I'm using a flatbed scanner and VueScan to scan all images of a roll of 35mm at once, as a sort of contact sheet.

The moment I select a single frame, VueScan nicely corrects for color. But when I include sprocket holes and in-between space, it does so too and all my images turn funky green, blue or what have you.

I found the box to tick to lock exposure, but no such thing for locking color..?

What box do I tick to stop it from correcting color? I haven't been able to find it... :bang: Or is there another trick to get what I want?
 
The option for "exposure lock" only matters when you are scanning different things repeatedly, and it's just looking for the film base color/density.

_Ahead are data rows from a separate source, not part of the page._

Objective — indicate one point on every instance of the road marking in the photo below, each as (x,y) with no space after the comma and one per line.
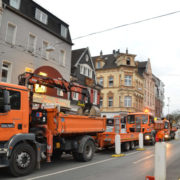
(79,167)
(148,157)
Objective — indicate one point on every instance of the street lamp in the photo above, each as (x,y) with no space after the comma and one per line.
(52,47)
(168,106)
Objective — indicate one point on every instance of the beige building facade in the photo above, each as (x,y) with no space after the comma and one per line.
(149,85)
(122,84)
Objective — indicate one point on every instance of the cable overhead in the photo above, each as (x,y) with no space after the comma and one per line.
(128,24)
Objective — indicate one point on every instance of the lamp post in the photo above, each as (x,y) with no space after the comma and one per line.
(168,106)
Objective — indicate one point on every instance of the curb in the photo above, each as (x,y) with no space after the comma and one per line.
(118,155)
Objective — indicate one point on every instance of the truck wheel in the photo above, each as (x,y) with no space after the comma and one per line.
(76,156)
(88,151)
(132,145)
(127,146)
(23,160)
(57,153)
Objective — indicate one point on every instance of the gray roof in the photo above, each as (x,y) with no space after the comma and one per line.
(76,54)
(142,67)
(109,60)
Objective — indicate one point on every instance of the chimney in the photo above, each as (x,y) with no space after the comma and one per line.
(126,50)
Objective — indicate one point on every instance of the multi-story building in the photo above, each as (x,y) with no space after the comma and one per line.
(145,70)
(159,97)
(122,84)
(83,73)
(27,31)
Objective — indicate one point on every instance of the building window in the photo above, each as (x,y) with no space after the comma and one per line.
(60,92)
(111,81)
(101,102)
(11,34)
(62,59)
(64,31)
(45,54)
(41,16)
(32,43)
(75,96)
(128,80)
(87,58)
(15,3)
(128,61)
(101,81)
(86,70)
(98,65)
(110,101)
(94,97)
(5,76)
(128,101)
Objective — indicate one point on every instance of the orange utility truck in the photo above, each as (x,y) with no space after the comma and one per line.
(142,122)
(27,135)
(167,131)
(117,126)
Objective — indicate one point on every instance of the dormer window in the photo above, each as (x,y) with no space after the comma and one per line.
(15,3)
(64,31)
(87,58)
(86,70)
(128,61)
(41,16)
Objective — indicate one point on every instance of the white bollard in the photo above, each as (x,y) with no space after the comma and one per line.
(117,144)
(177,135)
(160,161)
(141,141)
(178,131)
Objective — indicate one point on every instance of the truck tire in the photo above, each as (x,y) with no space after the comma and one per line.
(57,153)
(132,145)
(153,141)
(88,151)
(76,156)
(127,146)
(22,160)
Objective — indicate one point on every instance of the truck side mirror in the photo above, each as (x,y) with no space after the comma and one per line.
(7,106)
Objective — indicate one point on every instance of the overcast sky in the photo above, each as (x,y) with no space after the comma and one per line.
(158,39)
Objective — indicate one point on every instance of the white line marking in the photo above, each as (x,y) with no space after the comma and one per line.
(71,169)
(143,159)
(79,167)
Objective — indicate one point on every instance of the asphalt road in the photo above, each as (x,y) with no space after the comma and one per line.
(135,165)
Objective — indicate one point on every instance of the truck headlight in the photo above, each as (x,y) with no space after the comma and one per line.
(147,137)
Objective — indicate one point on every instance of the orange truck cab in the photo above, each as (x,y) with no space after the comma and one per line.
(28,135)
(142,122)
(117,126)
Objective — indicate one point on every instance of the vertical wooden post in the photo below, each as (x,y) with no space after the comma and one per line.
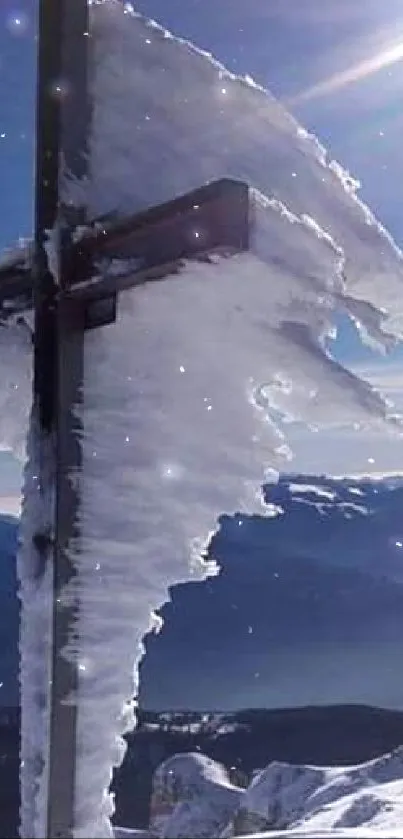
(62,126)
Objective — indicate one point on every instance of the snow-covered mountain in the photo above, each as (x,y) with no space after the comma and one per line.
(193,797)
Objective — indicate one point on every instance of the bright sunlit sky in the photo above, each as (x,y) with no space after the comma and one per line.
(338,65)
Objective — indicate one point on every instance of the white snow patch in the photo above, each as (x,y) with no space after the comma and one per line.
(312,489)
(247,335)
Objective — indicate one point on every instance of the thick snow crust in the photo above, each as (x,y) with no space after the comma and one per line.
(188,396)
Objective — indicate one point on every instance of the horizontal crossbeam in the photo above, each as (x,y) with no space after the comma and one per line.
(144,247)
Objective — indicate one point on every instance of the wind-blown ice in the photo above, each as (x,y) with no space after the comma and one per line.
(182,396)
(186,397)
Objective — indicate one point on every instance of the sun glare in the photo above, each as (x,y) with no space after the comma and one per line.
(353,74)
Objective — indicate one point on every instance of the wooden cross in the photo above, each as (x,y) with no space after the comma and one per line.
(78,296)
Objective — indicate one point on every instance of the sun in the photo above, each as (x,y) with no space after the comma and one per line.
(354,73)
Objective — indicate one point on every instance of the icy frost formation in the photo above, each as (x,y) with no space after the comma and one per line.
(178,423)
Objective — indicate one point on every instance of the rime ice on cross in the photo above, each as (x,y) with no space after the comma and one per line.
(72,282)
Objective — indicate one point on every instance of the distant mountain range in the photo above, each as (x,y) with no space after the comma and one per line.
(194,797)
(306,610)
(241,742)
(249,740)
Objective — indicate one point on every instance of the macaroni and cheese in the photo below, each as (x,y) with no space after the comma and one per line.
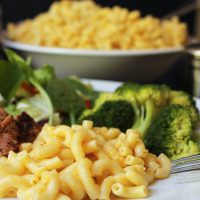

I don't think that's going to help because you have a single "frame" (i.e., contact sheet) from which you are taking multiple crops.

Go to the Cropping menu and set "buffer" to 10%. That will set the area the program uses for autoexposure to a space that's 10% smaller than your frame+border. You might really have to crank that number up for sprockets.

You can alternatively use a "border" % to select the actual area of the picture and have the program collect an area around it (by percentage). This would not throw the AE. More challenging for sprockets, since they require a larger crop in one dimension.

Alternately, you can turn off AE altogether (setting color balance to "none"), but that could be a pain.

Dante
 
Thanks brbo and Dante, I'll give that a try later today or tomorrow, when there's 35mm film on the flatbed again.

I got tired trying to figure it out and switched to scanning MF on my Imacon for now. Much more rewarding ;)
 
1. make preview, lock exposure to whatever you want (select unexposed part of the negative or some typical frame)
2. make another preview, now you will see that you have the option to also lock color
3. select entire scanner bed and scan or play with color settings so that most frames look acceptable

Not all frames will be perfect (or better, not even one frame will be perfect), but there is no better way to do this with one scan.